I think that Daily Stormer was banned by the company right after Charlottesville and then the SPLC called them up and was like “hey, slow down on the banning – let’s work out a deal here, because we’d really like the IPs, emails and internal communications of these groups and we saw the ToS they agreed to when they signed up for their services and it looks like you can give us that.”

And I think personally that they’re going beyond simply monitoring the Alt-Right.

I think the SPLC and other groups are building databases of even normie r/The_Donald-tier Trump supporters.

I believe it is more likely than not that every single individual who has ever posted a Pepe or MAGA meme on the service now has their IP and email address, as well as all of their public and private posts on the app, stored in a database.

It sucks to admit that.

But that is what I think is probably happening.

Options

The first thing that needs to be done is that everyone needs to get the hell off of Discord.

Delete your account, figure out how to remove the software from your computer.

You should have already been using a VPN and hopefully you were.

Then, my recommended replacement is Telegram.

It does require a phone number, but you can either buy a burner phone or get a Google Phone number for free.

Telegram allows you to have large “channels” with lots of options for meme posting and the ability for custom emoticons. It is great software. You can also keep things private.

There is a phone app and a desktop app, both of which are very polished.

It also allows “secret chats” with end-to-end encryption.

They just refused to give their encryption keys to the Russian government, and got banned in the entire country (using some pretty extreme means) for it. So the secret encrypted chats are safe. The channels and non end-to-end chats are not that safe, but they’re hella safer than Discord.

The only real feature you’re going to miss is the group phone call feature. You can do one-on-one phone calls, but not group. Yet.

Please Note: Regular chats on Telegram are NOT encrypted and it should NOT be used for anything you want to be super-secure. You should not put your real name on the service. And you should not use your real phone number. You should still use a VPN. This is only intended to be an alternative to Discord that is easy and at least significantly safer, not some kind of ultimate solution to online privacy.

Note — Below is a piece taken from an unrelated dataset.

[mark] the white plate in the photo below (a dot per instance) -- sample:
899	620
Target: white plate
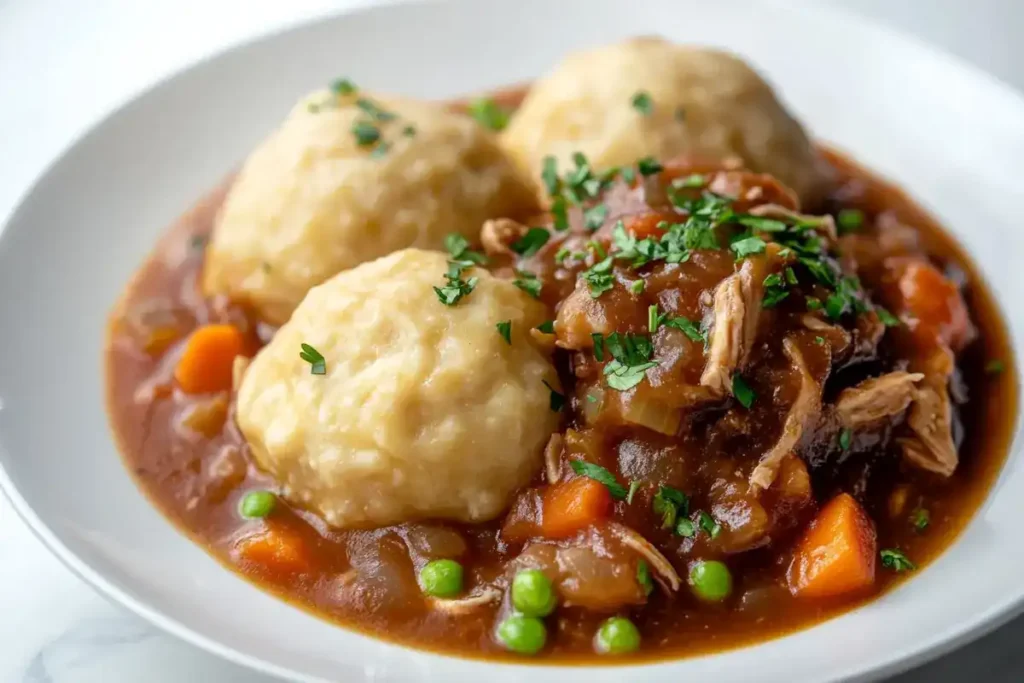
951	136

For higher levels of privacy, you should use Signal, which is a lot more secure than Telegram, as all communication on it is end-to-end encrypted by default.

Are You Already Screwed Tho?

I can foresee the question everyone is going to be asking themselves, which is: is it already too late?

And the big answer to that is of course “no, it is never too late to increase your opsec.”

But is it already too late to prevent the SPLC from getting a bunch of private information on you?

If you used it anonymously, with a fake email, didn’t consider any of the chats “secure,” and in particular if you used a VPN, then you probably don’t have a whole lot to worry about.

If you didn’t do any of that, then the SPLC file on you is probably a lot bigger.

But again, whatever the case, I am recommending in the strongest terms that you drop this app immediately.

This stuff is serious. We cannot be casual about this. Even if you don’t care about your own dox, when you behave casually, you encourage others to do the same.

And every time a doxing happens, the Alt-Right is further demoralized.

We don’t need any more of this.

We need to be smarter.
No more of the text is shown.